The four council members whose votes saw anti-GMO rules scrapped from the Proposed Northland Regional Plan have explained why they disregarded 82 out of 83 submissions on the matter.
In the process they drew a long bow by implying their position aligned with the Green Party.
They cited Green's co-leader James Shaw as one of the ''responsible voices'' calling for a serious public debate about the use of GMOs in reducing agricultural greenhouse emissions.
Northland Regional Council chairman Bill Shepherd, David Sinclair (deputy chairman), John Bain and Rick Stolwerk issued a statement defending their reasons for excluding GMO-regulatory measures.
Some commentators, including vociferous lobby group GE Free's Northland and NZ organisations, have suggested the email they sent to media is a desperate measure. The men ''are now feeling the heat in election year'' after ousting GMO-prohibitive language from Northland's environmental-governing plan, GE Free said.
The only submission calling for the same stance the men took was from farming lobby group Federated Farmers New Zealand.
But Shepherd's, Bain's, Sinclair's and Stolwerk's decision may have been based on hope more than science. There might come a time when GMO materials prove useful in solving some regional problems, they said in their statement.
''At some time in the future, GMO technologies may be able to provide New Zealand with the tools to deal with [some] environmental challenges that we face from biosecurity incursions like kauri dieback, myrtle rust, fanworm, possums and stoats, and maybe even help to reduce greenhouse gas production in order to combat climate change, without undermining our economy.''
The reference to James Shaw's and others' ''responsible voices'' included the Government's former chief science advisor Sir Peter Gluckman and the recently released Productivity Commission report. The report raised the subject of genetically engineered ryegrass's potential to reduce agricultural emissions.

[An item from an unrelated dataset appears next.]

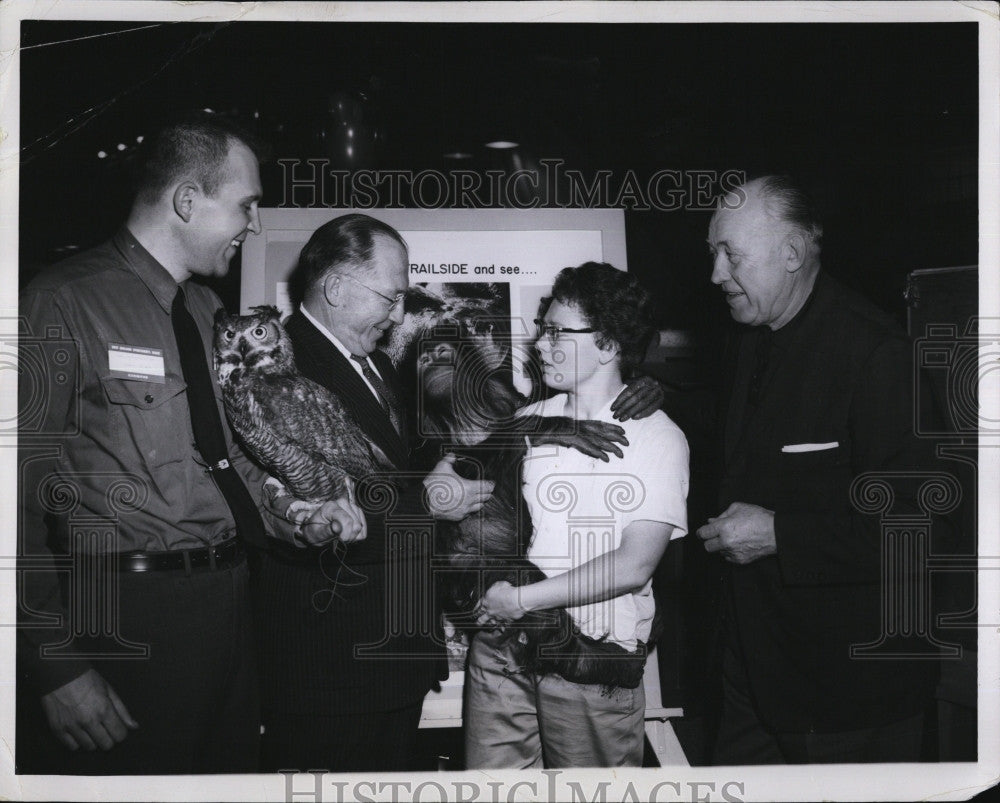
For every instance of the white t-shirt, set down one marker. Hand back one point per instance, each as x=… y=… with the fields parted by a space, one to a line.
x=580 y=506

But the Greens said the NRC members had ''grossly misrepresented'' what Shaw meant.
A spokesman said Shaw had merely acknowledged former Gluckman's comments and the report which suggested New Zealand was well-placed to lead the word in mitigating agricultural emissions.
The Greens recognised public debate was needed on how possible solutions to one problem might harm the country as a whole, the spokesman said.

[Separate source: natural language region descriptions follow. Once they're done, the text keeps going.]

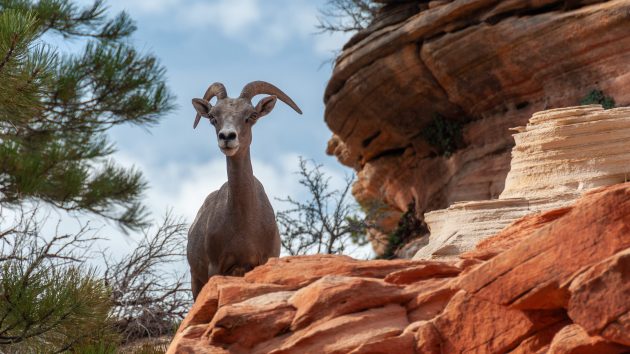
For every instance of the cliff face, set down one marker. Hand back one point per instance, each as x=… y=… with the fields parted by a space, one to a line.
x=482 y=66
x=559 y=155
x=558 y=282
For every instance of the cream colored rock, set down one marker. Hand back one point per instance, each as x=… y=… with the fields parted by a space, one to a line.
x=560 y=154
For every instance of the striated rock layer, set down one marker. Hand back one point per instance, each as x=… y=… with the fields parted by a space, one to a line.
x=558 y=282
x=488 y=64
x=559 y=154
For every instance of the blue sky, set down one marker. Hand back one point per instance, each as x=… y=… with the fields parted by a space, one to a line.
x=233 y=42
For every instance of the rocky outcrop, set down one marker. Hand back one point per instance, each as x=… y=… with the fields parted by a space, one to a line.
x=557 y=283
x=560 y=154
x=485 y=64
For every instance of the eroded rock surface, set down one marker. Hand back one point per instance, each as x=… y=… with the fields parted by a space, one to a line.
x=556 y=284
x=559 y=154
x=487 y=64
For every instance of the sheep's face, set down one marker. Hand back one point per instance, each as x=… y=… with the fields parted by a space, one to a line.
x=233 y=119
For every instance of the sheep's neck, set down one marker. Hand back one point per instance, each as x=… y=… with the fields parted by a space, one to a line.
x=241 y=181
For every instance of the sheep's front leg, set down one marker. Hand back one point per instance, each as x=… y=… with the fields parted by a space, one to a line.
x=196 y=285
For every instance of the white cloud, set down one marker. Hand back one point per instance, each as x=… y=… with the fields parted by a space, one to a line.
x=264 y=27
x=232 y=17
x=330 y=43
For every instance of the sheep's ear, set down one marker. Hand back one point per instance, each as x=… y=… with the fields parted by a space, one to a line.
x=265 y=106
x=203 y=109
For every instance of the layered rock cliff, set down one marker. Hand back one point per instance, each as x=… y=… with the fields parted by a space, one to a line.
x=557 y=282
x=482 y=66
x=559 y=154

''We see too much risk in adopting (genetic modification).''
Shepherd has since said that if he and the other NRC members had misinterpreted Shaw's comments or embarrassed him, they ''apologise unreservedly''.
The NRC's heftier Regional Policy Statement already supports a precautionary approach to GMOs, as do its partner councils, Whangārei and Far North Districts.
The change of tack in the NRC's Proposed Regional Plan is likely to end up in court, with Forest and Bird and GE Free New Zealand already indicating they will appeal the NRC decision.
The media statement, sent from Shepherd's private email address, said Northland doesn't need its own territorial regulations because GMO technologies and regulations are backed ''by all of the resources of the Crown'' - particularly the Hazardous Substances and New Organisms Act (HSNO) and the Environmental Protection Authority (EPA).
Those agencies protect Northland from being exposed to risks, Shepherd said. Plus, the NRC doesn't have the resources for compliance, monitoring and enforcement of GMOs - without putting up people's rates.
''We are totally opposed to transferring responsibility for the compliance, monitoring and enforcement of GMOs from the Crown to the ratepayers of Northland.
''Our role as regional councillors is to make decisions that are in the best interests of all of Northland's 180,000 plus residents and that is what we have done.''
He said the four were certain the process that had been followed would stand up to legal scrutiny.
Controversy has raged about that process - both the July 17 meeting where the chairman's casting vote overturned the status quo, and the earlier decision paving the way for that to happen when it was decided the council would hear the coastal marine zone submissions separately to commissioner-led hearings for the soil, water and air zones.
GE Free spokeswoman Zelka Grammer said Shepherd's explanation made ''further biased and misleading, factually inaccurate comments''. GE Free also challenges the notions the HSNO Act was adequate and Northland "was not exposed", she said.
''HSNO is not robust and the EPA continue to make flawed decisions [including] rubber stamping every outdoor GE/GMO application received by them since 1996, and various flawed decisions of EPA have been overturned in the High Court.''
Shepherd told the Northern Advocate he would make no further comment on the matter.
''There is little point in getting involved in a 'he says, she says' discussion,'' he said.